Leahey (1987) describes how psychology was first understood to be the practical application of philosophy. This philosophy was based in morality and religious principles, emphasizing man’s need to be attuned to his spiritual nature.
By the end of the l9th century, the newer scientific, rationalistic tradition arose in opposition to this tradition. Psychology sought to break all ties with its philosophical roots and to be the objective, empirical and “value-free” science of human nature. The myth was, Leahey says, that we had at last found a philosophically-neutral psychology.
In the 1960′s, the humanistic movement then influenced this psychology in the direction of a new (but disguised) version of moral authority. Its new reliance was on the gauge of “feelings” to assess morality (Leahey, 1987).
This popular movement of the sixties and seventies criticized what psychology had been and preached emotional openness, spontaneity and being true to oneself. Growth was no longer seen as a product of intelligence and problem solving but rather was viewed solely in emotional terms. “‘Feeling good about yourself’ became the litmus test of good behavior, a sort of bastardized moral sense” (Leahey, 1987).
Humanistic psychology rejected much of the rationalism of the psychoanalytic tradition. It introduced instead the soft sentiment of full acceptance of the person, as he is, without expectations. Following the influence of Carl Rogers’ client-centered philosophy, therapists were expected to remain neutral, non-directive and not to contaminate the therapy through any sort of value system.
However, in reality, effective treatment takes its direction from a shared value system between client and therapist. Neither psychology nor any other science can address the question of “what is” without some perspective on “what ought to be.”
Because of his day-to-day involvement in the human drama, the clinical psychologist is particularly enmeshed in philosophical issues. He must help people who are struggling for answers, and those answers are not to be found solely in behavioral data. Neither will they emerge in a value-free and non-directive client-therapist interaction. Rather, they unfold through the active interplay between client and therapist within the context of their shared world view.

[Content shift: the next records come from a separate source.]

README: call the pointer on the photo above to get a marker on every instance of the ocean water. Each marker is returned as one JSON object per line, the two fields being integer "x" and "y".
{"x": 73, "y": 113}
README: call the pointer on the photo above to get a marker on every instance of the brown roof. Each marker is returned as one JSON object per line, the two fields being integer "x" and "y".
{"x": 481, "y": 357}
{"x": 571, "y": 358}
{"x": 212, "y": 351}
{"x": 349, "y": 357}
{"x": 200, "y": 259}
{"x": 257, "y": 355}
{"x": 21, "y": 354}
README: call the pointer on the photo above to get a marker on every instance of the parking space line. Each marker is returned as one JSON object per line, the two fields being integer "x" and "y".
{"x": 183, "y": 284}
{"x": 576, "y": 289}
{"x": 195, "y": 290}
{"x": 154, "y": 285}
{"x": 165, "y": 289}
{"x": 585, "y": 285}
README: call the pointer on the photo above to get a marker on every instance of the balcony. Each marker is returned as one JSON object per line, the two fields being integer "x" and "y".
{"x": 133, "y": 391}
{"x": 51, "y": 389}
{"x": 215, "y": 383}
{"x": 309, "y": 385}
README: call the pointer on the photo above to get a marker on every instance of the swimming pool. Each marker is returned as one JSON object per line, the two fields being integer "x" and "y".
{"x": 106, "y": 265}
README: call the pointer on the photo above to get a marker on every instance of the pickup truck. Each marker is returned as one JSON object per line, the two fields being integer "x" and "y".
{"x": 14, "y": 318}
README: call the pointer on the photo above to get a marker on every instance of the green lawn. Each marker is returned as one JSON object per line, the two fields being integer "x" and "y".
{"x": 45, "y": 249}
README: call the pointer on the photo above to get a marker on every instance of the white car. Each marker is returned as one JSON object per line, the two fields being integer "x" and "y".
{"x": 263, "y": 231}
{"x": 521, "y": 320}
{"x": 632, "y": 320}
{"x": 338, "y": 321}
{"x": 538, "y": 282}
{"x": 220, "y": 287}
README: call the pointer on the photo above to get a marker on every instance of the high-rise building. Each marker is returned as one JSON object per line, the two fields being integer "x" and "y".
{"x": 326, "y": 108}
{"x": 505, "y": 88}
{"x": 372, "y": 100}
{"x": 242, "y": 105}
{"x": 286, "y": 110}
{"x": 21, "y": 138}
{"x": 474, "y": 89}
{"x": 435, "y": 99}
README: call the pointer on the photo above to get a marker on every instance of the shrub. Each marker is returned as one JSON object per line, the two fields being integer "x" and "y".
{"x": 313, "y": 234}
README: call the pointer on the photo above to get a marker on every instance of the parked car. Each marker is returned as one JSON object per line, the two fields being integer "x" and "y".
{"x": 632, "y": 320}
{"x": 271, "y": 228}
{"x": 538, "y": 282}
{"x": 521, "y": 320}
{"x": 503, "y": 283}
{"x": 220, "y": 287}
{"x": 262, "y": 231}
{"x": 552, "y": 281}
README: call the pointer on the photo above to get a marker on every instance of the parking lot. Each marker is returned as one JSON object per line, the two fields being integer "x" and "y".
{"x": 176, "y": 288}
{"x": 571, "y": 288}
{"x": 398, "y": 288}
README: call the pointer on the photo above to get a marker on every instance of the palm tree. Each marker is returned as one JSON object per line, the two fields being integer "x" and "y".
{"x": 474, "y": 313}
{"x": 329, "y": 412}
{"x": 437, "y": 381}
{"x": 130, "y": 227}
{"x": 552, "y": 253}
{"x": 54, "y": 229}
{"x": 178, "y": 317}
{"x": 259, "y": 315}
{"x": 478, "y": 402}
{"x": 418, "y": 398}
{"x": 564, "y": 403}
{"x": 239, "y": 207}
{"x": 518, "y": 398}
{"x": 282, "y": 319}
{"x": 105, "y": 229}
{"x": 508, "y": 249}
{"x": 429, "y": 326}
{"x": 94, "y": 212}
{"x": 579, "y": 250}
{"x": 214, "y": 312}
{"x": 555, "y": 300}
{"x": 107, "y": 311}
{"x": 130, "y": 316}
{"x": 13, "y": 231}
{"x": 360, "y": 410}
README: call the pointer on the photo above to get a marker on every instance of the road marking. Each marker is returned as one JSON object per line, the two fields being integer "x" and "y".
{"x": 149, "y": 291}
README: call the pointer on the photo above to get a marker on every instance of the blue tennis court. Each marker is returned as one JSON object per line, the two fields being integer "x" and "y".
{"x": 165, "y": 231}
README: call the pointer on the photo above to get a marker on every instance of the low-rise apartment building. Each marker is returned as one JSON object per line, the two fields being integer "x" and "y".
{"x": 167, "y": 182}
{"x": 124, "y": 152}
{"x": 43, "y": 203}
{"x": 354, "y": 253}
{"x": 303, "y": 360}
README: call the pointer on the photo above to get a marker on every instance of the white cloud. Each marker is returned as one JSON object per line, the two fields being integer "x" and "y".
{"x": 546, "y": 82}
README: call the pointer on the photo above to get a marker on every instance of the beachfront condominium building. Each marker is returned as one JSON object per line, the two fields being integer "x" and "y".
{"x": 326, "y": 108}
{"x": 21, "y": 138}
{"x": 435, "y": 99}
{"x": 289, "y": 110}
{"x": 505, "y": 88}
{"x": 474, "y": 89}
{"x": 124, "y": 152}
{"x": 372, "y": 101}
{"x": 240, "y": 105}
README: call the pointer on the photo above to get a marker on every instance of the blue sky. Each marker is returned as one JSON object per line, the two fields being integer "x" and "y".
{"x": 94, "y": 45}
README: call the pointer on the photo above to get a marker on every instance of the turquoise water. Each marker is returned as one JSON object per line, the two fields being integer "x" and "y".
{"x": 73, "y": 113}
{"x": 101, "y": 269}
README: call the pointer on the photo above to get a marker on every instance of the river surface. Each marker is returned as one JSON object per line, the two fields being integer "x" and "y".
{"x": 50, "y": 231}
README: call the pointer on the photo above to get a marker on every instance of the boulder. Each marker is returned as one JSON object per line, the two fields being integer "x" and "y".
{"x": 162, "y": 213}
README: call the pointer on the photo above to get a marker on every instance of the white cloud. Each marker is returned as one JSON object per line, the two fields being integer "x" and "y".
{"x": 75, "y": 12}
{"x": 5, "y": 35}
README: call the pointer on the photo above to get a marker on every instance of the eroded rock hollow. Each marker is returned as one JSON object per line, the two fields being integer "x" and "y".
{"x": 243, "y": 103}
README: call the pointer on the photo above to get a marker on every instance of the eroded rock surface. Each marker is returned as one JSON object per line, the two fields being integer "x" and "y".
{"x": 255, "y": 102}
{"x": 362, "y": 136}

The “non-gay homosexual” is my name for the homosexual struggler who holds the conviction that all men are essentially heterosexual. For such a man, growth is promoted by an anchoring scheme of values and ideals supported by conventional society, perhaps his religious tradition, and–most essentially–a psychotherapist who shares his perspective of the homosexual condition. Indeed it would be demeaning not to provide a treatment for those who value and freely desire growth out of homosexuality.
“Cure” vs. “Change”
In his final work, Psychoanalysis: Terminable and Interminable, Freud concluded that analysis is essentially a lifetime process. This is true in the treatment of homosexuality, which–like many other therapeutic issues such as alcoholism, unhealthy eating habits, or deeply engrained self-esteem problems–requires an ongoing growth process.
Yet while there are no shortcuts to personal growth, how long it takes to reach a goal is not as important as the choice of direction. A sense of progress toward a committed value is what is most important. The non-gay homosexual is on the road to unifying his sexuality with his masculine identity. When he can look back over the past months and see a realization of some of the goals he has committed to, he gains hope.
To some, this approach may sound reactionary and anti-gay, anti-sexual, anti-freedom. Rather, for those men who seek an alternative to the gay lifestyle, this is progressive treatment. Indeed, many men have found these ideas to reflect a truth they sense within themselves. This approach acknowledges the value of gender difference, the worth of family and traditional social values, and the importance of the prevention of gender confusion in children.